Monster free agent signing in the MLB yesterday. Prince Fielder joined Miguel Cabrera and the reigning AL Cy Young and MVP Justin Verlander in Detroit. I thought two things when I saw this signing. First, was HOLY SHIT. This was simply due to Fielders NINE year $214 million dollar contract. I can’t believe the Tigers agreed to such a long contract with a 27 year old guy like Prince.
Second thing I thought of (and the point of this article) was that this has created one of the best 3-4 batters in a lineup in a while. Miguel Cabrera and Prince Fielder have a chance to do something real special over in Detroit. I immediately thought of Manny-Big Papi for the Red Sox in 2004 and 2005. They were the best in business (maybe steroids had a bit to do with it) and they were a force for years.
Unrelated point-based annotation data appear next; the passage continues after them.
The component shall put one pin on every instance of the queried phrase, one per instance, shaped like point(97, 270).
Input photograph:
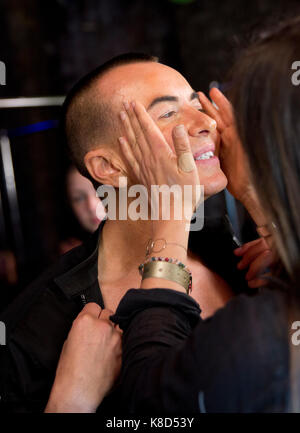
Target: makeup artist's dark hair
point(265, 95)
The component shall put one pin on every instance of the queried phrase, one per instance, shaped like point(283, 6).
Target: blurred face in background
point(83, 200)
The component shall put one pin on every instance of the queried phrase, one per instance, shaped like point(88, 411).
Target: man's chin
point(214, 185)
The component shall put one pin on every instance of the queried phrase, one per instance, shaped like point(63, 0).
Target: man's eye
point(168, 114)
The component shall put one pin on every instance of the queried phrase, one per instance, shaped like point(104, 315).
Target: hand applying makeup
point(233, 159)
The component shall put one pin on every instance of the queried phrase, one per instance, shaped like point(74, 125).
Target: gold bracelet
point(150, 246)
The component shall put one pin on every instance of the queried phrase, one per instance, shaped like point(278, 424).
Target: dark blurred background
point(47, 45)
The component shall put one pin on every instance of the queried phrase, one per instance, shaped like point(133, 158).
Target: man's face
point(170, 101)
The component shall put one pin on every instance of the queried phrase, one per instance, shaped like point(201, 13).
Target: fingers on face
point(151, 133)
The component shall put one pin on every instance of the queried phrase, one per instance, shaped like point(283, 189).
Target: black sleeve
point(236, 361)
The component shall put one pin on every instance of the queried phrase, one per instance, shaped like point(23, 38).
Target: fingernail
point(123, 115)
point(179, 131)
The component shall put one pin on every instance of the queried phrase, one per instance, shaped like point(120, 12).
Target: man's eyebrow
point(162, 99)
point(194, 95)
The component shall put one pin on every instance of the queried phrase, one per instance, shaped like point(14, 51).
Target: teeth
point(205, 155)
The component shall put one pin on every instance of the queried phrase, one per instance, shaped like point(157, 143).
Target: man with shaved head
point(88, 282)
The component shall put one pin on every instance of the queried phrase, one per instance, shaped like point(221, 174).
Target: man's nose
point(201, 125)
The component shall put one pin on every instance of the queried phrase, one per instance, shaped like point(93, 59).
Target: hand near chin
point(232, 157)
point(150, 157)
point(89, 363)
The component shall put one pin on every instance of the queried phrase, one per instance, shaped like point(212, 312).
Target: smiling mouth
point(206, 155)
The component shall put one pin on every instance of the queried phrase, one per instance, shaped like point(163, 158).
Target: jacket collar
point(83, 269)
More importantly, they were consistent and incredibly clutch, clutch enough to break an 86 year old curse.
Here is the 2004 and 2005 seasons in stats for Manny and Ortiz and Feilder and Miguel Cabrera’s individual stats for last year:
Before anyone gets on my case, I understand Prince just came from a pretty good 3-4 punch on the Brewers with Ryan Braun, but Miguel has never batted around the type of talent Prince has, thus inflating his stats in future years (and no Victor Martinez, who batted behind Cabrera last year, does not count). Braun has had the protection of Prince for 5 years and I like to think this has influenced his stats a great deal. Don’t get me wrong, he is a great player, but I like Miguel Cabrera as a hitter more than steroid boy Braun.
After throwing up this comparison, in some ways I feel stupid. The numbers from Ortiz and Manny are jaw dropping. That’s all that can be said. Granted they may have had some help from a few friendly needles up their ass, but those numbers are rediculous. I think Cabrera will have an incredible year this year and Fielder might even have a better year in hitter friendly Comerica Park, but who knows if they can touch Manny and Papi’s numbers. The big factor will be whether they can win a couple World Series rings together, like the former two led the Sox to do.